Purpose : We previously reported that retinal pigment epithelium (RPE) prefers proline as a nutrient in primarily cultured human fetal RPE cells. The goal of this study is to investigate the role of proline in RPE maturation, metabolism and its ability to anti-oxidative stress in vitro and in vivo.

Methods : Proline utilization was analyzed in human RPE cells, mouse RPE/choroid explant, and retina explant with mass spectrometry. Proline metabolism in vivo was measured by continuously infusing ¹³C labeled proline through jugular vein for 6 hours in conscious free-moving mice. Oxidative damage in RPE cells was evaluated by ethidium homodimer (EthD) staining of dead cells and lactate dehydrogenase (LDH) activity assay. Customized proline enriched diet and regular amino acid diet was prepared by Envigo. Retinal degeneration model was made by injection with sodium iodate. Visual function was evaluated by electroretinography (ERG).
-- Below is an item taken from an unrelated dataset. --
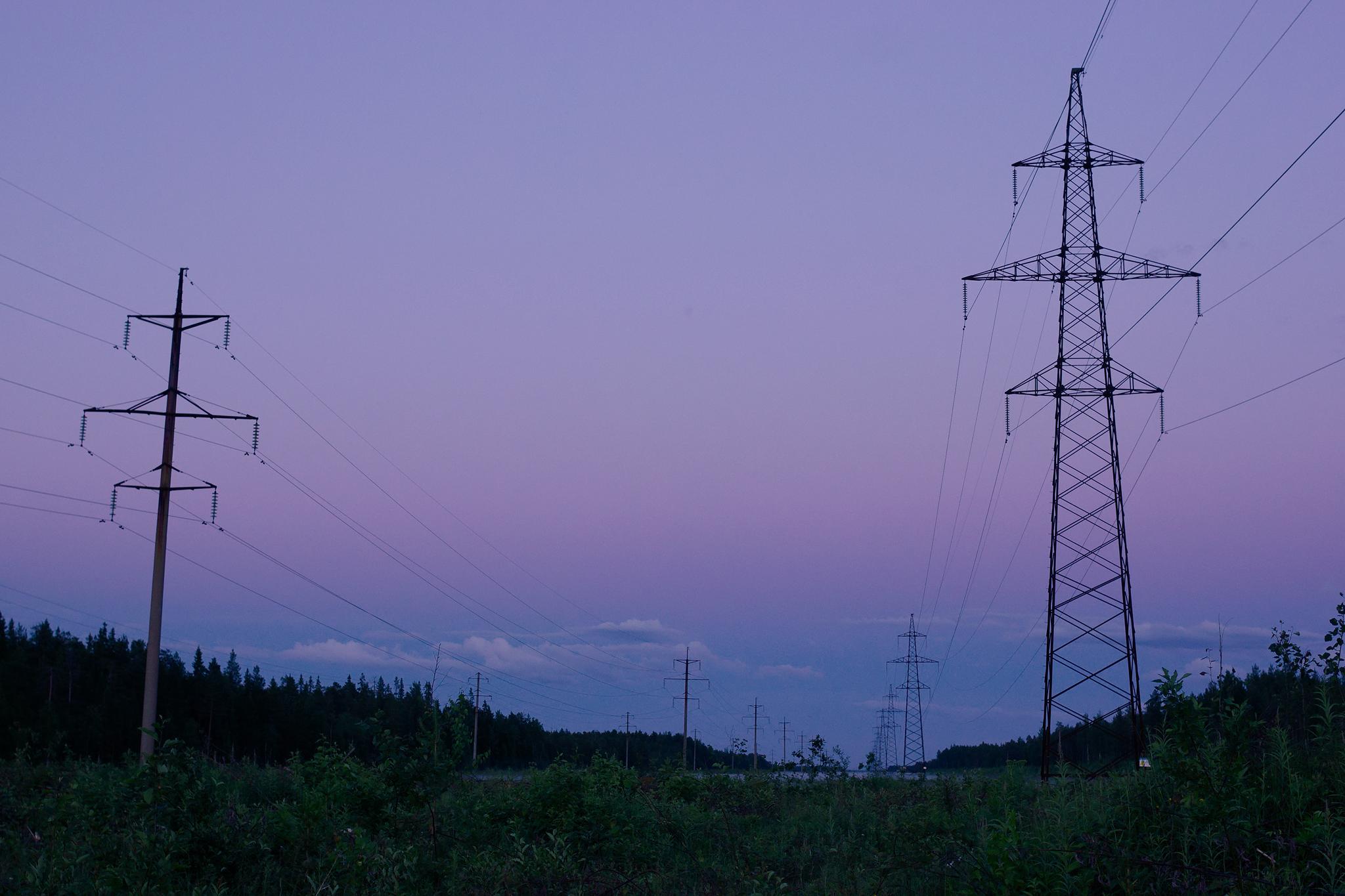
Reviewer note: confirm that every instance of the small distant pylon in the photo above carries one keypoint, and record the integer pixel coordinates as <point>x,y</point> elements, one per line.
<point>912,734</point>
Results : Proline was consumed only in matured human RPE cells and naïve mouse RPE tissue, but not in RPE cell lines and mouse neural retina. Constantly infusion of ¹³C proline in mice significantly enhanced the flux into mitochondrial intermediates in both RPE and retina through exporting proline-dervied intermediates from RPE to retina. Proline dehydrogease (PRODH) is partially responsible for the high proline uptake. The inhibition of PRODH suppressed glucose metabolism and glutathione production in RPE. Supplementation with proline prevented oxidative damage in human fetal RPE cells through enchancing glycolysis and glutathione. Mice fed with enriched proline diet protected the damage of RPE and improved retinal function in a retinal degeneration model.

Conclusions : Matured RPE switches metabolism to use proline as nutrient substrate. RPE utilizes proline to fule mitochondrial metabolism for both RPE and retina. Utilization of proline enhances glucose metabolism and protects RPE from oxidative damage.

This abstract was presented at the 2019 ARVO Annual Meeting, held in Vancouver, Canada, April 28 - May 2, 2019.